Nigeria, with the largest economy in Africa, is the top oil producer in the continent and depends on crude sales for about 90% of its foreign exchange. Low oil prices resulted in a 2016 recession from which the nation arose two years earlier.
Since Buhari first took office in 2015, Nigeria’s central bank has chaired policies directed at boosting agricultural sector development to decrease oil dependency.These strategies included a 2015 ban on foreign exchange access for 41 products that the bank thought could be manufactured in Nigeria.
Tuesday’s statement stated that the President Muhammadu Buhari said he had instructed the Nigerian Central Bank (CBN) to stop offering foreign exchange for food imports into the nation.
“Don’t give a cent to anybody to import food into the country,” Buhari said, according to the statement, which said that the call was in line with efforts to bring about a “steady improvement in agricultural production, and attainment of full food security”.
He said that the foreign reserve will be preserved and used exclusively for economic diversification and not to foster greater reliance on foreign food import bills.
The recent move comes just weeks after Central Bank Governor Godwin Emefiele said the bank would prohibit foreign exchange access for importing milk in July.
The statement of Tuesday led many observers to point to the status of an independent body of the central bank.
Kingsley Moghalu, who served as deputy central bank governor from 2009 to 2014 said that the 2007 Central Bank Act makes it clear that the bank is autonomous.
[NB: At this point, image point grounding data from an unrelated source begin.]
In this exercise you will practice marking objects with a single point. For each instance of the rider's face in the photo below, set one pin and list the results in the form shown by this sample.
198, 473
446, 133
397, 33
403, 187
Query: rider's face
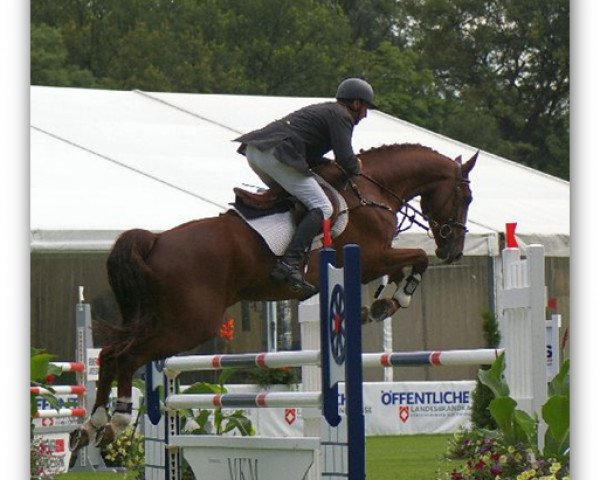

He said that it is not intended to take direct instructions from the politicians.
“The trajectory in this administration is that we have seen a very clear tendency for the president to direct people. Increasingly Nigeria’s institutions have lost independence,” said Moghalu, who was a contender in February’s presidential election.
Also, Bismarck Rewane, an economist and head of Financial Derivatives consultancy based in Lagos, said the bank should be independent. A spokesperson for central banks did not react promptly to phone calls and text messages requesting comment.
After Buhari signed the African Continental Free Trade Agreement (AfCFTA) last month, Rewane said a curb on foreign exchange for food imports might backfire. That agreement aims to build a continent-wide free trade zone that would eliminate tariffs on most products.
Import controls on rice, which were imposed even when local farmers failed to satisfy demand, held prices artificially high and led to smuggling into Nigeria from neighboring Benin.